Re: ANALYZE versus expression indexes with nondefault opckeytype

Started by Kevin Grittnerover 15 years ago8 messages
#1Kevin Grittner
Kevin.Grittner@wicourts.gov

Robert Haas 07/31/10 12:33 PM >>>

Tom Lane wrote:

Robert Haas writes:

I think this whole discussion is starting with the wrong premise.
This is not a bug fix; therefore, it's 9.1 material.

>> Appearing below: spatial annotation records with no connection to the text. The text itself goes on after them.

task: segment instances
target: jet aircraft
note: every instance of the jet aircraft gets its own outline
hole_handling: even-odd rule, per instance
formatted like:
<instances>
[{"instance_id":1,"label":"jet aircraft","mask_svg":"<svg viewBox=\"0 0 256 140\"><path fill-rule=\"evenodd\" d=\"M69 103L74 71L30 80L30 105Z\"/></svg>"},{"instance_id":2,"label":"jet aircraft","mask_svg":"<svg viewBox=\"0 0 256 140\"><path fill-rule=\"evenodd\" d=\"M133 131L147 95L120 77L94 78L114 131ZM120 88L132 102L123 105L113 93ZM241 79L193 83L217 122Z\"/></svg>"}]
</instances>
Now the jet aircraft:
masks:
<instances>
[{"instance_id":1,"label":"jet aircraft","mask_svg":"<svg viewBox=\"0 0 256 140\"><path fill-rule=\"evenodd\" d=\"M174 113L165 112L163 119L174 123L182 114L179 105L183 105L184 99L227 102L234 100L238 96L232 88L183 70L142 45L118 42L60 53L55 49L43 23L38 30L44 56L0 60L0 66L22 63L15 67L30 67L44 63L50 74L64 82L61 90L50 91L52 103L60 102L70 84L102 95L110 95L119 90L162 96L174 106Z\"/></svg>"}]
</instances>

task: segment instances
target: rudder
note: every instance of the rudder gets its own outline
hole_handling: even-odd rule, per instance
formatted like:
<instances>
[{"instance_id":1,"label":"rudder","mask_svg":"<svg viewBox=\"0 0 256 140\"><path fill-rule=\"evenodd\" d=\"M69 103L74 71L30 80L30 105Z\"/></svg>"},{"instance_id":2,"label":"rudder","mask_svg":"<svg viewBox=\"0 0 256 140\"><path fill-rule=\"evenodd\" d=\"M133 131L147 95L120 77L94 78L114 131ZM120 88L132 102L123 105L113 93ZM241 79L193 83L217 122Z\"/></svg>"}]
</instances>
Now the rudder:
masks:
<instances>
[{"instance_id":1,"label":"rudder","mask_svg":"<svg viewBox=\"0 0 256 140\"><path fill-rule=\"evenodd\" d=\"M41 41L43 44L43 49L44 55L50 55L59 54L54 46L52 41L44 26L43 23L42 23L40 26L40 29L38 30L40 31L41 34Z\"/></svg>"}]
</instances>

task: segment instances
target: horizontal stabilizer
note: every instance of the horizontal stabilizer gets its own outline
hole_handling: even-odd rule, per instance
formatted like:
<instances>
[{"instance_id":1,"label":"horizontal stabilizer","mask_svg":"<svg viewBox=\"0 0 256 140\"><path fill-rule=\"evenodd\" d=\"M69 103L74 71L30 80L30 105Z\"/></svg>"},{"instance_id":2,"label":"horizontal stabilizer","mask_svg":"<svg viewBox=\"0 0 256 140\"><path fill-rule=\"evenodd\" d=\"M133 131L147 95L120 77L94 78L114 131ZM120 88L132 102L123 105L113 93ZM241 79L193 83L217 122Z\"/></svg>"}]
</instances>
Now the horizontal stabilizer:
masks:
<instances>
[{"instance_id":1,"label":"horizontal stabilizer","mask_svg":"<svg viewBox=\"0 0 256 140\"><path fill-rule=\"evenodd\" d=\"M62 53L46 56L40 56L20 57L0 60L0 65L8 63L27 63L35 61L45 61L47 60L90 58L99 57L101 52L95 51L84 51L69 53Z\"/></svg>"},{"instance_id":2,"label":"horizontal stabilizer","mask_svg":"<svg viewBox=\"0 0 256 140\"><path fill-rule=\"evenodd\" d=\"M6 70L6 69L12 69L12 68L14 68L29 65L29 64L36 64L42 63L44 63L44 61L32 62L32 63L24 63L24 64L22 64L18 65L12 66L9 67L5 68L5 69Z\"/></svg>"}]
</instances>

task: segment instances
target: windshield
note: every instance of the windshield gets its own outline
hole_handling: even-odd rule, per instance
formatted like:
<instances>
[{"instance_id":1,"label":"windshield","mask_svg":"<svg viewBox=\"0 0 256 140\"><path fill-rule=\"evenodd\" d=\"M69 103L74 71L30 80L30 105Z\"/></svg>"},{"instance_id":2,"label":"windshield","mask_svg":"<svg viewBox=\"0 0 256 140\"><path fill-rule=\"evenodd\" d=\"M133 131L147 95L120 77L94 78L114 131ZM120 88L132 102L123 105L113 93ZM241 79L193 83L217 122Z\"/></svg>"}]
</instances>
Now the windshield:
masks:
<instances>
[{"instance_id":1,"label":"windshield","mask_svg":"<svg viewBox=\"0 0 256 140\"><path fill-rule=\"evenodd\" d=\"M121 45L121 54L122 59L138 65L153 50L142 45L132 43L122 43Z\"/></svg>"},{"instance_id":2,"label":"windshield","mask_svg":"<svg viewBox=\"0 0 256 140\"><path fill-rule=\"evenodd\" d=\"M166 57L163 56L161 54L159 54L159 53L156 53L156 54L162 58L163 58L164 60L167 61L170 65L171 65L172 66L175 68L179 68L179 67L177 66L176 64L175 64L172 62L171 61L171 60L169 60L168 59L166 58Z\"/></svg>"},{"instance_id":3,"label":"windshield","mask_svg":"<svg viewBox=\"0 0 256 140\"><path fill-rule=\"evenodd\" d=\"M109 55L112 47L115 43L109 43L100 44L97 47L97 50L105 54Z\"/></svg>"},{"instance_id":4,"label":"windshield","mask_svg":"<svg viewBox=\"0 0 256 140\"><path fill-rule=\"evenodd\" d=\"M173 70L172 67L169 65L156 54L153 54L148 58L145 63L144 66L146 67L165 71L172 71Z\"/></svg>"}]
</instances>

Failing to store stats isn't a bug?

Well, it kind of sounds more like you're removing a known
limitation than fixing a bug.

It's operating as designed and documented. There is room for
enhancement, but the only thing which could possibly justify this as
9.0 material is if there was a demonstrated performance regression in
9.0 for which this was the safest cure.

-Kevin

#2Stephen Frost
sfrost@snowman.net
In reply to: Kevin Grittner (#1)
Re: ANALYZE versus expression indexes with nondefault opckeytype

* Kevin Grittner (Kevin.Grittner@wicourts.gov) wrote:

Robert Haas 07/31/10 12:33 PM >>>

Tom Lane wrote:

Failing to store stats isn't a bug?

Well, it kind of sounds more like you're removing a known
limitation than fixing a bug.

It's operating as designed and documented. There is room for
enhancement, but the only thing which could possibly justify this as
9.0 material is if there was a demonstrated performance regression in
9.0 for which this was the safest cure.

I have to disagree with this, to be honest. The fact that we've
documented what is completely unexpected and frustrating behaviour
doesn't mean we get to say it's not a bug. Not collecting stats, at
all, is a pretty bad bug, in my view. Stats are an important part of
the system which needs to work at least decently. Perhaps before it was
pretty rare that we'd have the situation described (before we brought in
tsearch2), but it's not any longer and we need to support it as we would
the other types. The only reason I'm against backpatching it to the
beginning is that it's either an ABI change or some rather grotty code,
and even then it wouldn't be hard to push me to accepting the grotty
code if we make the cleaner change for 9.0 and going forward, especially
as we have people in the wild being affected by it.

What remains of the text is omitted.